L’Église Grecque a grand soin d’encourager les curés au mariage ; l’Église anglicane & les protestants ont la même sagesse ; l’Église latine a une sagesse contraire ; il faut m’y soumettre. Peut-être aujourd’hui que l’esprit philosophique a fait tant de progrès, un concile ferait des loix plus favorables à l’humanité que le concile de Trente ; mais en attendant, je dois me conformer aux loix présentes ; il en coûte beaucoup, je le sais, mais tant de gens qui valaient mieux que moi s’y sont soumis, que je ne dois pas murmurer.

Ariston.

Vous êtes savant, & vous avez une éloquence sage ; comment comptez-vous prêcher devant des gens de campagne ?

Téotime.

Comme je prêcherais devant les Rois ; je parlerai toûjours de morale, & jamais de controverse ; Dieu me préserve d’approfondir la grace concomitante, la grace efficace, à laquelle on résiste, la suffisante qui ne suffit pas ; d’examiner si les anges qui mangèrent avec Abraham & avec Loth avaient un corps, ou s’ils firent semblant de manger ; il y a mille choses que mon auditoire n’entendrait pas, ni moi non plus. Je tâcherai de faire des gens de bien, & de l’être, mais je ne ferai point de théologiens, & je le serai le moins que je pourrai.

Ariston.

Ô le bon curé ! Je veux acheter une maison de campagne dans votre paroisse. Dites-moi, je vous prie, comment vous en userez dans la confession ?

Téotime.

La confession est une chose excellente, un frein aux crimes, inventé dans l’antiquité la plus reculée ; on se confessait dans la célébration de tous les anciens mystères ; nous avons imité & sanctifié cette sage pratique ; elle est très bonne pour engager les cœurs ulcérés de haine à pardonner, & pour faire rendre par les petits voleurs ce qu’ils peuvent avoir dérobé à leur prochain. Elle a quelques inconvénients. Il y a beaucoup de confesseurs indiscrets, surtout parmi les moines, qui apprennent quelquefois plus de sottises aux filles que tous les garçons d’un village ne pourraient leur en faire. Point de détails dans la confession ; ce n’est point un interrogatoire juridique, c’est l’aveu de ses fautes qu’un pécheur fait à l’Être suprême entre les mains d’un autre pécheur qui va s’accuser à son tour. Cet aveu salutaire n’est point fait pour contenter la curiosité d’un homme.

Ariston.

Et des excommunications, en userez-vous ?

Téotime.

Non ; il y a des rituels où l’on excommunie les sauterelles, les sorciers & les comédiens.
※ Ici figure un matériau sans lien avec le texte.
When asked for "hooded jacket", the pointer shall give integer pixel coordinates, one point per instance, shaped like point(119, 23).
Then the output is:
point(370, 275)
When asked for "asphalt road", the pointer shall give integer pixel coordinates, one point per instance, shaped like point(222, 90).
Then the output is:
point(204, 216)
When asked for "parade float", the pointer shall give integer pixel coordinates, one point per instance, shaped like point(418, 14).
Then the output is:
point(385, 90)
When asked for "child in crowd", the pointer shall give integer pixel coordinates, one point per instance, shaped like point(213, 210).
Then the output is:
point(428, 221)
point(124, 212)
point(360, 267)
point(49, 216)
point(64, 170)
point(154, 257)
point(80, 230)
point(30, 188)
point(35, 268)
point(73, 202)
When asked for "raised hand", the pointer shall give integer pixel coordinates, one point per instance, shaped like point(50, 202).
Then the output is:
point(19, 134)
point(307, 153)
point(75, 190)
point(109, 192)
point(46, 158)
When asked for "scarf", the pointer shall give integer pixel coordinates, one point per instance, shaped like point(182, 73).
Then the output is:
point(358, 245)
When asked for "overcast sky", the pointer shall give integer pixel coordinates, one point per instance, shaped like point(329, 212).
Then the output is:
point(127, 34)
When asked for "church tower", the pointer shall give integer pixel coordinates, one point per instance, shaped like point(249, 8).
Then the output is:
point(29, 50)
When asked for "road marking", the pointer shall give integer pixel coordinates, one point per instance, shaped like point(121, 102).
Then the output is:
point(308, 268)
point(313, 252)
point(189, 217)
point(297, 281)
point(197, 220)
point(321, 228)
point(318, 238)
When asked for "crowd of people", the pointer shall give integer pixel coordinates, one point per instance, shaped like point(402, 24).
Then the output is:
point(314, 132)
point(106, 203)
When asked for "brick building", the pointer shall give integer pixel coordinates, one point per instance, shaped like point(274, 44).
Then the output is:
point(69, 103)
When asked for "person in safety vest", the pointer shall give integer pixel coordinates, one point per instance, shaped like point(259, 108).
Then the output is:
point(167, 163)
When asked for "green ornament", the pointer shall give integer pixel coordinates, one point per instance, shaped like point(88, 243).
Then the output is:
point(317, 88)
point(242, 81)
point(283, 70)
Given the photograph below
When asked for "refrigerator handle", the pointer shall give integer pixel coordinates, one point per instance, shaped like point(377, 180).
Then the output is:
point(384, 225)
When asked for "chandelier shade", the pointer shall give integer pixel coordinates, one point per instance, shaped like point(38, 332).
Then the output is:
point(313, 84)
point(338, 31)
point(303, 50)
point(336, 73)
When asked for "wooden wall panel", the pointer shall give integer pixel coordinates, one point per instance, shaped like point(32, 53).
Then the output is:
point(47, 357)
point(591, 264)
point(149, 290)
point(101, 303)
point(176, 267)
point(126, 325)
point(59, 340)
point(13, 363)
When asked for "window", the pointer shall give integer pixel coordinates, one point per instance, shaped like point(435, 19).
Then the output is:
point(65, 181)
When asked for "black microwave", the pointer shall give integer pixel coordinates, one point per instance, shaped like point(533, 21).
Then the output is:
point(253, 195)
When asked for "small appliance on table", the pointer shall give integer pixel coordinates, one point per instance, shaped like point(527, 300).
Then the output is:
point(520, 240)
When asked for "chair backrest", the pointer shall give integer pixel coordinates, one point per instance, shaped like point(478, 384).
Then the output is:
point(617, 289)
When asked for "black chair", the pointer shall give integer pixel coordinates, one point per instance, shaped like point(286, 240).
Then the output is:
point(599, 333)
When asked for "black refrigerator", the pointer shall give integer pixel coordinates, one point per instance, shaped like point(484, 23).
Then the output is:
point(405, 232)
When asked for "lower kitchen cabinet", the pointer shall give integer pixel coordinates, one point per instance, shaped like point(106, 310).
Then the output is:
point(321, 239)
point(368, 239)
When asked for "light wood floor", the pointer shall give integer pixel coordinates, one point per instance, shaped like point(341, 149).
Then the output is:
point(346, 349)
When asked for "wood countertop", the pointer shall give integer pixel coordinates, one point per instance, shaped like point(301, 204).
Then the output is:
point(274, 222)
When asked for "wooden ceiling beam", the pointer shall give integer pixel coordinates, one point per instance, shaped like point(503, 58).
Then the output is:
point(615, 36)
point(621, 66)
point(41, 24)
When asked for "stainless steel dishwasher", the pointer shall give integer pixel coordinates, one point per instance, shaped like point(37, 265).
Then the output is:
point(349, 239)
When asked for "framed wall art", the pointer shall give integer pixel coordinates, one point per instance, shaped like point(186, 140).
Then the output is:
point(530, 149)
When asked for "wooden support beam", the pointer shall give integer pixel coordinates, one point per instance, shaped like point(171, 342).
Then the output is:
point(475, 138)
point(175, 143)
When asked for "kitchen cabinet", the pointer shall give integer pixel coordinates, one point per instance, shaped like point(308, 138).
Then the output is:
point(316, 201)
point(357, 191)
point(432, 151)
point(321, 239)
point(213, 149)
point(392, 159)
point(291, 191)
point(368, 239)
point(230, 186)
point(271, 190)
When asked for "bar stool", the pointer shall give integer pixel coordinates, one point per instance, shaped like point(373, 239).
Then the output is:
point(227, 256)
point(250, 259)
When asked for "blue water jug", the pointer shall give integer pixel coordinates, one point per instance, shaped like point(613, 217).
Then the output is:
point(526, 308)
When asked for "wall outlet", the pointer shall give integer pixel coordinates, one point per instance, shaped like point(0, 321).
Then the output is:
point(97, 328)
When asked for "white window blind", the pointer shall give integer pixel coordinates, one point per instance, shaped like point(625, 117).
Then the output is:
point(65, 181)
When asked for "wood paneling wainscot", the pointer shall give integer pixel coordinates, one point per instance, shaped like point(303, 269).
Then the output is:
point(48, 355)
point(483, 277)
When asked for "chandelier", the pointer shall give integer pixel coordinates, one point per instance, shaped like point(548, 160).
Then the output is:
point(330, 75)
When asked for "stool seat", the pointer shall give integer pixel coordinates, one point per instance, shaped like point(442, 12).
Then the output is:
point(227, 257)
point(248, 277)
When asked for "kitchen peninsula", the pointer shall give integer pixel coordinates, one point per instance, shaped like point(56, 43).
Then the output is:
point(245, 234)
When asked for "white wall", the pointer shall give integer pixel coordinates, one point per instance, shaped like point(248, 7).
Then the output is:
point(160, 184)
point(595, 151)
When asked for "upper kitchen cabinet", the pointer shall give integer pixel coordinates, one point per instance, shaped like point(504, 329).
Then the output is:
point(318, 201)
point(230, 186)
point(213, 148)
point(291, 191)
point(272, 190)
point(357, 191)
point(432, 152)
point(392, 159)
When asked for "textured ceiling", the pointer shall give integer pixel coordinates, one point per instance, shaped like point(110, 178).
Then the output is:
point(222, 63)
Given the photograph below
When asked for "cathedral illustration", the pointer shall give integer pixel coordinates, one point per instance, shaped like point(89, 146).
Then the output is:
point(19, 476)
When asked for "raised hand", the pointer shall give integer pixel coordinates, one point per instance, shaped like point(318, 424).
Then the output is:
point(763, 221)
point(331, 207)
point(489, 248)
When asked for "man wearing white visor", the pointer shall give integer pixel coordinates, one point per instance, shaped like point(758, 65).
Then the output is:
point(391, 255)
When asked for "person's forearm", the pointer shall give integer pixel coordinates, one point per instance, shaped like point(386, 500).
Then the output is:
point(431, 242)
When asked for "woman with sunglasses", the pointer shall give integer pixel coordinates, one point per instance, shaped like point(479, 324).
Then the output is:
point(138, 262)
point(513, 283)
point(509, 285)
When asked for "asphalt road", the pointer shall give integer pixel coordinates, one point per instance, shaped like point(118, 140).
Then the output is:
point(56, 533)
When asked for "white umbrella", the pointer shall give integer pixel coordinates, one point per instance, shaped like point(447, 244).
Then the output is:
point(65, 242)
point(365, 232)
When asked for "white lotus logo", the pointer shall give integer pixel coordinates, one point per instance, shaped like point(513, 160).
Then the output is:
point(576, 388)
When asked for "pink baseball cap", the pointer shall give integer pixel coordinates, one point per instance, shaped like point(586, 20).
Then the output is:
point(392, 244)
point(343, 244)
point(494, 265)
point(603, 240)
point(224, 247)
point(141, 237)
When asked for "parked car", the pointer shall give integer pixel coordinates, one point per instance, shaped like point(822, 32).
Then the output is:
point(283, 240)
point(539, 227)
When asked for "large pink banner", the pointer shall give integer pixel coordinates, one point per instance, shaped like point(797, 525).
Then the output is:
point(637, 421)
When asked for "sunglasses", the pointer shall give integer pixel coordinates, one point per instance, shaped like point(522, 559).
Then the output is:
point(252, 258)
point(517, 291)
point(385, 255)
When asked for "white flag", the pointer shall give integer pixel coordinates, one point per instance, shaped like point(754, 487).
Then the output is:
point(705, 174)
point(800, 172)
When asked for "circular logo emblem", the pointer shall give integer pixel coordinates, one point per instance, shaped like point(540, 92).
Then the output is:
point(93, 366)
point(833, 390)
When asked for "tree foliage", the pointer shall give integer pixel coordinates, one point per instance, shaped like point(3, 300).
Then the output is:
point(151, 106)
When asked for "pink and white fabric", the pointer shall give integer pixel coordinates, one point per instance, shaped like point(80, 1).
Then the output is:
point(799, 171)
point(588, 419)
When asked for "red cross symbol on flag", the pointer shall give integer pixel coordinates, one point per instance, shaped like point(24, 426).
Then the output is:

Je n’interdirai point l’entrée de l’église aux sauterelles, attendu qu’elles n’y vont jamais. Je n’excommunierai point les sorciers, parce qu’il n’y a point de sorciers : & à l’égard des comédiens, comme ils sont pensionnés par le roi, & autorisés par le magistrat, je me garderai bien de les diffamer. Je vous avouerai même comme à mon ami, que j’ai du gout pour la comédie, quand elle ne choque point les mœurs. J’aime passionnément le Misanthrope, Athalie & d’autres pièces, qui me paraissent des écoles de vertu & de bienséance. Le seigneur de mon village fait jouer dans son château quelques-unes de ces pièces, par de jeunes personnes qui ont du talent : ces représentations inspirent la vertu par l’attrait du plaisir ; elles forment le goût, elles apprennent à bien parler & à bien prononcer. Je ne vois rien là que de très innocent, & même de très utile ; je compte bien assister à ces spectacles pour mon instruction, mais dans une loge grillée, pour ne point scandaliser les faibles.

Ariston.

Plus vous me découvrez vos sentimens, & plus j’ai envie de devenir votre paroissien. Il y a un point bien important qui m’embarrasse. Comment ferez-vous pour empêcher les paysans de s’enivrer les jours de fêtes ? c’est là leur grande manière de les célébrer. Vous voyez les uns accablés d’un poison liquide, la tête penchée vers les genoux, les mains pendantes, ne voyant point, n’entendant rien, réduits à un état fort au-dessous de celui des brutes, reconduits chez eux en chancelant par leurs femmes éplorées, incapables de travail le lendemain, souvent malades & abrutis pour le reste de leur vie. Vous en voyez d’autres devenus furieux par le vin, exciter des querelles sanglantes, frapper & être frappés, & quelquefois finir par le meurtre ces scènes affreuses, qui sont la honte de l’espèce humaine ; il le faut avouer, l’État perd plus de sujets par les fêtes que par les batailles ; comment pourrez-vous diminuer dans votre paroisse un abus si exécrable ?

Téotime.

Mon parti est pris ; je leur permettrai, je les presserai même de cultiver leurs champs les jours de fêtes après le service divin que je ferai de très bonne heure. C’est l’oisiveté de la férie qui les conduit au cabaret. Les jours ouvrables ne sont point les jours de la débauche & du meurtre. Le travail modéré contribue à la santé du corps & à celle de l’ame : de plus, ce travail est nécessaire à l’État. Supposons cinq millions d’hommes qui font par jour pour dix sous d’ouvrage l’un portant l’autre, & ce compte est bien modéré ; vous rendez ces cinq millions d’hommes inutiles trente jours de l’année. C’est donc trente fois cinq millions de pièces de dix sous que l’État perd en main d’œuvre. Or certainement, Dieu n’a jamais ordonné, ni cette perte, ni l’ivrognerie.

Ariston.

Ainsi vous concilierez la prière & le travail ; Dieu ordonne l’un & l’autre. Vous servirez Dieu & le prochain ; mais dans les disputes ecclésiastiques, quel parti prendrez-vous ?

Téotime.

Aucun. On ne dispute jamais sur la vertu, parce qu’elle vient de Dieu : on se querelle sur des opinions qui viennent des hommes.

Ariston.

Oh le bon curé ! le bon curé !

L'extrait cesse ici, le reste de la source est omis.